La simple elección infantil del color o el personaje preferido, ha limitado las reglas del pasatiempo a un acto más bien individualista y preñado de total ingenuidad. La antigua factura personal le otorgaba, al remontar el barrilete, un carácter competitivo, del que no escapaba alguna actitud picara, hasta malintencionada. Hoy, los barriletes no necesitan de cola, y no la tienen. En el pasado, cuando el constructor dominaba a la perfección su técnica, tal vez como una sofisticación, ligaba a la cola hojitas de afeitar, con ¡as que, en el aire y con un juego de hábil manipuleo, cortaba el hilo de barriletes vecinos.
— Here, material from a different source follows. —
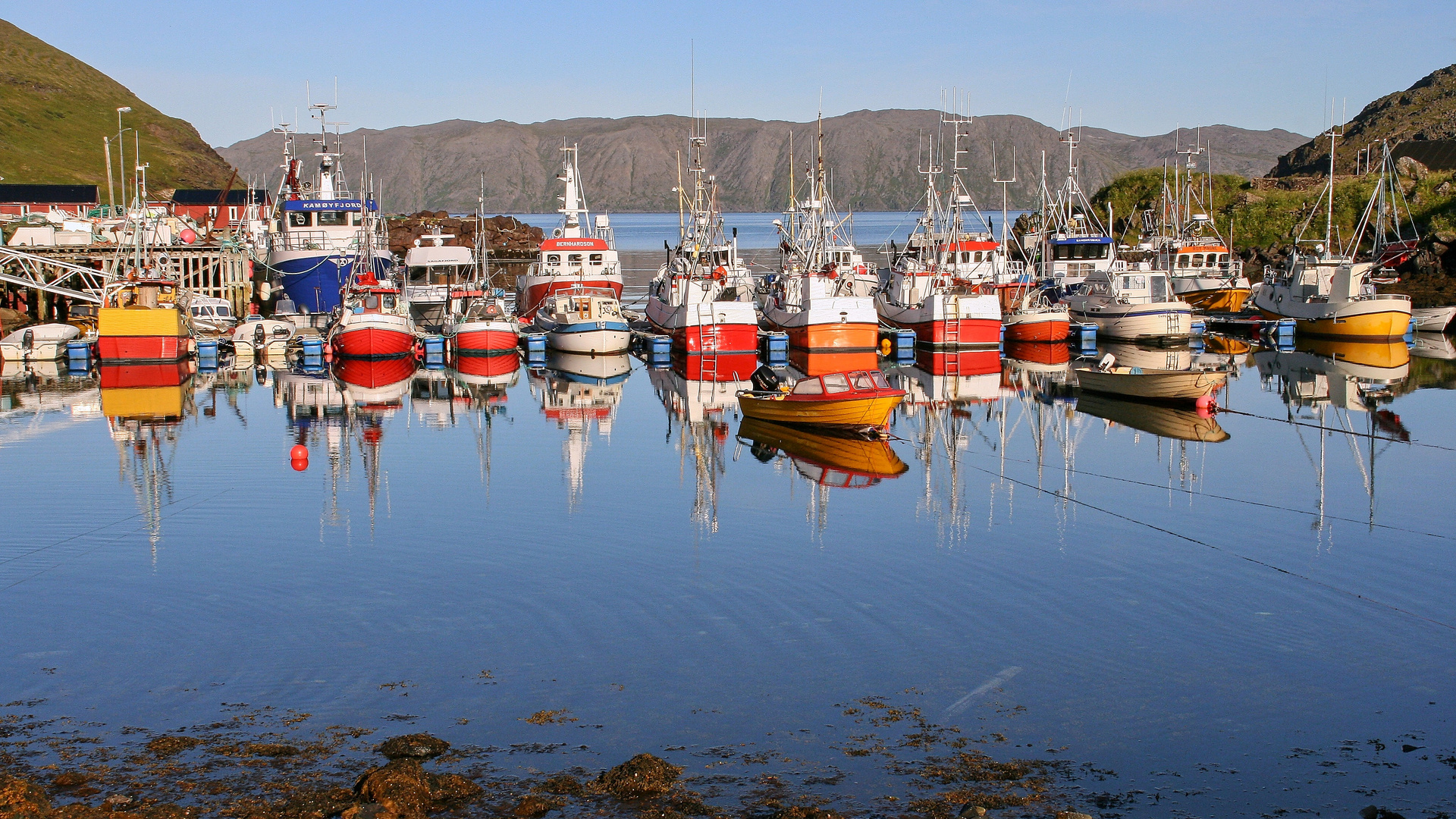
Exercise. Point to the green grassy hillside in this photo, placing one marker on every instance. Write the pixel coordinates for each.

Era común ver a erguidas cometas estremecerse imprevistamente, como fulminadas, y caer con movimientos epilépticos. Ya no ocurren esas batallas aéreas.
Al revés de lo que ocurre en Buenos Aires, donde sólo es diversión de pocos, en los Estados Unidos es asombrosa la afición por los barriletes. Sin embargo, hasta hace unos años estaba prohibida su práctica en cualquier plaza de Nueva York. Thomas Hauling, Comisionado de Parques, logró que la medida caducase. Entonces, una novedosa industria levantó vuelo: 40 millones de barriletes se venden, anualmente, en USA.
En enero de 1969 Buenos Aires recibió una curiosa, imprevista visita. Will Yolen, 75 años, norteamericano, dijo ser el primer campeón mundial de remontar barriletes; el título, según la versión del propio, simpático viejito, lo había ganado en un certamen que se realizó en Los jardines del Palacio de Caza del Maharajá de Bharatpur, en la provincia de Uttar Pradesh, India. ¿Cómo averiguar si era cierto? Además, ¿a quién Le importaba demasiado? Los periódicos porteños corrieron a entrevistar al personaje. “Desafío a cualquiera de los remontadores argentinos, por dinero o sólo por el honor —bramó el anciano, en franco delirio—. Pero sé que nadie me puede superar, porque soy el más grande del siglo. Mi barrilete llega hasta donde nadie Lo puede ver". Contaba que la pasión Lo abordó a los 26 años de edad —algo tarde, es cierto—, y que hasta pudo convencer a un editor para publicar un libro: Guía para los jóvenes remontadores de barriletes.
Yolen no tuvo más repercusión que algunas sonrisas misericordiosas, y desapareció. Había intentado dar demasiada seriedad a un juego, a una cándida fantasía que no tiene más pretensiones que estar inmersa en un ovillo de hilo.